Manring & Farrell

Brain injuries can have long-lasting consequences

Many injuries and illnesses result in disability that entitles the affected person to Social Security disability benefits. One type of injury that is receiving increased attention is traumatic brain injury, also known as TBI.

Ohio recently took an important step toward confronting the problem of TBI. The state legislature enacted a law requiring youth sports coaches to remove a player from a game if the player shows signs of concussion. The injured player would then have to wait at least 24 hours before being allowed to play again, and would need to be cleared by a medical professional.

The new law also requires parents and students to review an information sheet on head injury and concussion before any student can participate in youth sports. The Ohio Department of Health is charged with creating the information sheet.

Facts about TBI

TBI can result from blows or piercing injuries to the skull. Symptoms of a mild TBI or concussion can be minimal. The person who was injured may not lose consciousness at all, or could black out only briefly. Headache, blurred vision, dizziness or lightheadedness may occur. Some other symptoms could include cognitive effects like confusion, poor concentration and memory problems. Occasionally sensory symptoms such as ringing in the ears or a bad taste in the mouth can accompany a mild TBI.

A more serious TBI can bring on all the symptoms of a mild TBI, with more severity. A headache could persist indefinitely. The victim of a severe or moderate TBI can display additional alarming symptoms like vomiting, slurred speech and seizures. The injured person could experience weakness in the arms and legs and loss of coordination. Observers might note that one or both pupils are dilated. It may be difficult or impossible to awaken the injured person from sleep, and some even lapse into a coma.

The aftereffects of TBI

An Ohio sports physician commented that some athletes he'd seen for head injuries had only a mild short-lived headache, while others experienced long-term functional effects and lingering pain. Repeated concussions increase the danger of serious injury.

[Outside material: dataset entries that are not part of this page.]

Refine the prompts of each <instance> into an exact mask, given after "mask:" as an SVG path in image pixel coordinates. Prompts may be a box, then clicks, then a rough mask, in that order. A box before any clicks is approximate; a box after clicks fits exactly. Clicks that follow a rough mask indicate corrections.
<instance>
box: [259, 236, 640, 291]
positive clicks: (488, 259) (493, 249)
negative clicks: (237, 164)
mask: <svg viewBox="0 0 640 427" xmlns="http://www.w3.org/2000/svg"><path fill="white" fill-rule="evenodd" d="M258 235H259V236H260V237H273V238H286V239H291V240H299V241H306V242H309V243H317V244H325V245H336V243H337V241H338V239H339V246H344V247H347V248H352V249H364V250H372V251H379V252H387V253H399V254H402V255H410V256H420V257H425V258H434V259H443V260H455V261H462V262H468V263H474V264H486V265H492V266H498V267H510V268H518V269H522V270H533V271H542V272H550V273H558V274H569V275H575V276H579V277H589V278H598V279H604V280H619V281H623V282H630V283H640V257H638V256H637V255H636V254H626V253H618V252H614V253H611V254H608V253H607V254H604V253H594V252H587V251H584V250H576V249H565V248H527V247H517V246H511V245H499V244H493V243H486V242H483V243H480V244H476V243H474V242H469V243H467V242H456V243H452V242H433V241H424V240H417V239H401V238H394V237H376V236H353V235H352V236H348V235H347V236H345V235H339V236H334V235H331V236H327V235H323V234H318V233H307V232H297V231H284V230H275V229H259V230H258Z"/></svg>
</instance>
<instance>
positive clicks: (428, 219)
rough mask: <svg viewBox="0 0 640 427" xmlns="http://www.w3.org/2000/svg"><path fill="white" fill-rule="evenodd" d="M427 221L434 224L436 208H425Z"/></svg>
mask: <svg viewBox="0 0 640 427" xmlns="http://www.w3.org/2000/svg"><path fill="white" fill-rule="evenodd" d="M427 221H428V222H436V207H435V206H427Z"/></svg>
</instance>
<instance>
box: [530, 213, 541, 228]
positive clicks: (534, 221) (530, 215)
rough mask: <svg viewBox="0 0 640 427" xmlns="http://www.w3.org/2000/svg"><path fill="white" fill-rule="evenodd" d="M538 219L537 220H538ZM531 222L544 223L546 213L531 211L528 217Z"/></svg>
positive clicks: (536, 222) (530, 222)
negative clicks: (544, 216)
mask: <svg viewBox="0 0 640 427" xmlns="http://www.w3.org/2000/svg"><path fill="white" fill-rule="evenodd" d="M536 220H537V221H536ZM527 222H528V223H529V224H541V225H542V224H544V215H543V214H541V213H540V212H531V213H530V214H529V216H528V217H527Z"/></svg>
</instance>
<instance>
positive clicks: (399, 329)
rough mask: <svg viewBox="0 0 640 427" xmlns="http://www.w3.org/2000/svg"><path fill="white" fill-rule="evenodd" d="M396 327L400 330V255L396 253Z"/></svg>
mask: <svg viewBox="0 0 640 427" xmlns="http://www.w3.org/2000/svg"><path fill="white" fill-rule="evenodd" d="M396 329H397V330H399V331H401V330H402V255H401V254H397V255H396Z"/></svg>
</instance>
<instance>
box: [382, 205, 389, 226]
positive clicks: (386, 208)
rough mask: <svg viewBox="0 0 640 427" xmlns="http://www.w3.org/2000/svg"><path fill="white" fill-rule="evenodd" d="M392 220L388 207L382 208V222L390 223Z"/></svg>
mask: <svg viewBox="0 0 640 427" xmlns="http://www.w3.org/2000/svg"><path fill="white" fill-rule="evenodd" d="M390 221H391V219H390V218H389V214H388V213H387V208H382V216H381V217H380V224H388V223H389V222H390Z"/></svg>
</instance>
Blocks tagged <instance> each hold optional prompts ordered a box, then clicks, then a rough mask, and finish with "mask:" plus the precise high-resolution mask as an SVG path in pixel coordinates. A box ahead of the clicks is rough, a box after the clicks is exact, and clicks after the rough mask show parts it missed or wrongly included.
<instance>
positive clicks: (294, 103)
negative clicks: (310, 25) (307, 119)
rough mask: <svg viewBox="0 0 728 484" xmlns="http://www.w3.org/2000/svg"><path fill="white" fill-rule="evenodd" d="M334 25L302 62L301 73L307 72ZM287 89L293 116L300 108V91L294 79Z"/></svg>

When TBI is severe, about half of the victims require surgery because of bleeding or bruising in the brain. Temporary or permanent disability could be a result of TBI. Many factors figure into an individual's prognosis, including the person's age and fitness, along with the location and extent of the brain injury.

Personality and behavioral changes may plague the injured person for a lifetime. A previously even-tempered individual could become aggressive and anxious, and depression is not uncommon.

Coping with TBI

Ohio residents and others are becoming aware that TBI is a serious condition that can be caused by repeated minor head injuries like those athletes experience, or by a single incident. When the symptoms of TBI continue to affect a person, it may be necessary to obtain rehabilitative treatment involving physical, speech and occupational therapy. To deal with personality and mental issues, psychotherapy and counseling may be appropriate.

While recovering from TBI it is important to obtain all the support that is available. If the effects prevent the individual from working, either temporarily or permanently, a TBI sufferer should apply for Social Security disability benefits. An attorney who works in this area of the law can advise TBI patients and their families about effective strategies to obtain the benefits that people with this disability need.